Last month, Donald Trump’s Consumer Financial Protection Bureau, led by Budget Director Mick Mulvaney, announced that those rules would effectively be ignored. CNBC reported yesterday on the latest effects of the Trump administration’s approach to the payday-lending industry.
The federal consumer watchdog has dropped a lawsuit against a lender that allegedly charged people up to 950 percent interest rates. It’s part of a move away from aggressive enforcement under interim director Mick Mulvaney that has angered career staff, NPR reported.
The Consumer Financial Protection Bureau confirmed to CNBC on Monday that it scrapped the suit against Golden Valley Lending in January. Mulvaney, who also heads the administration’s Office of Management and Budget,was appointed by President Donald Trump to lead the CFPB after Democrat Richard Cordray resigned.
Mulvaney – a harsh critic of the CFPB while serving in Congress – decided to scrap the legal action even though career officials wanted to move ahead with it, several CFPB staff members told NPR.
Note, NPR’s report makes clear that CFPB officials spent years building a case against Golden Valley Lending, and if the litigation had been successful, thousands of Americans stood to get some of their money back. Mulvaney didn’t care.

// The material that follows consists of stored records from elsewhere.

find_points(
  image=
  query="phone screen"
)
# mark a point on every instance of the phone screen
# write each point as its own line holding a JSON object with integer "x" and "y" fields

The report specifically highlighted a Michigan woman named Julie Bonenfant, who faced a financial crisis that led her to borrow $900 from Golden Valley Lending. She soon discovered that “her scheduled payments in less than 12 months will total $3,735, or more than four times what she borrowed.”
Bonenfant told NPR, “To be honest I’m really mad, really pissed, because I actually voted for Trump. So knowing that his guy threw out this case that affects people like me, I feel kind of like stupid – just kind of like betrayed.”
That’s an understandable reaction. Trump, described by Sen. Marco Rubio (R-Fla.) as a brazen “con man” during the campaign, assured Americans he’d be tough on financial institutions if elected. Like so many of his promises, the opposite turned out to be true.
Payday lenders couldn’t be more pleased. The New York Times recently reported that in April, “hundreds of members of the payday lending industry will head to Florida for their annual retreat featuring golf and networking at a plush resort just outside Miami. The resort just happens to be the Trump National Doral Golf Club.”